As to the paper bag -- I believe it's there so that you don't actually touch the pan after it's been sterilized.

The list is fairly ordinary, which is comforting, no? But the midwife also requires a separate birth kit which has all the underpads and gauze and gloves and two drinking straws (those I can't explain!) and medical-supply items. She has a custom kit on file with the company, but if you're interested in what sort of things one needs for a home birth, you can check out the website ( and see the different options. I have to go back there myself and order the Vitamin K for baby.

Amber said...

Oh, I only had to have one drinking straw on hand! No idea what that was supposed to be for though, and it wasn't used. If you find out, do let us know, please? We didn't have to have a prepared pan for the placenta, instead they wanted a large bowl and a garbage bag. She just wrapped the bowl in the garbage bag and plopped the placenta in when it was time to do so. Having the pan be sterile sounds like a good idea though. Otherwise our list was pretty similar.

Rick Lugari said...

The midwife told me that someone she knew had barbequed and eaten it.

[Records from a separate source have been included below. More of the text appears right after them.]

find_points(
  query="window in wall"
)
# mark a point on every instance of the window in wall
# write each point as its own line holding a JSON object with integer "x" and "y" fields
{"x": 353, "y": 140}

I've heard of that twisted behavior (usually in China). The freaks probably have a pantry full of Soylent Green.

My advice: Either...

dig a hole in advance, placing all the dirt in a wheelbarrow. Then after the placenta is delivered, have Darwin literally run outside with it (holding it at arms-length away, closing his eyes, holding his nose and gagging) and deposit it in the hole, immediately dumping the dirt over it - then pounce up and down on it while shuddering and gasping for breath.


have Darwin literally run outside with it (holding it at arms-length away, closing his eyes, holding his nose and gagging) and throw it in the nearest dumpster or under the neighbor's shrubs. That way the neighborhood cats will get into it and then while petting your loyal pooch you can be entertained by the thought of those cats returning home and "kissing" their owners.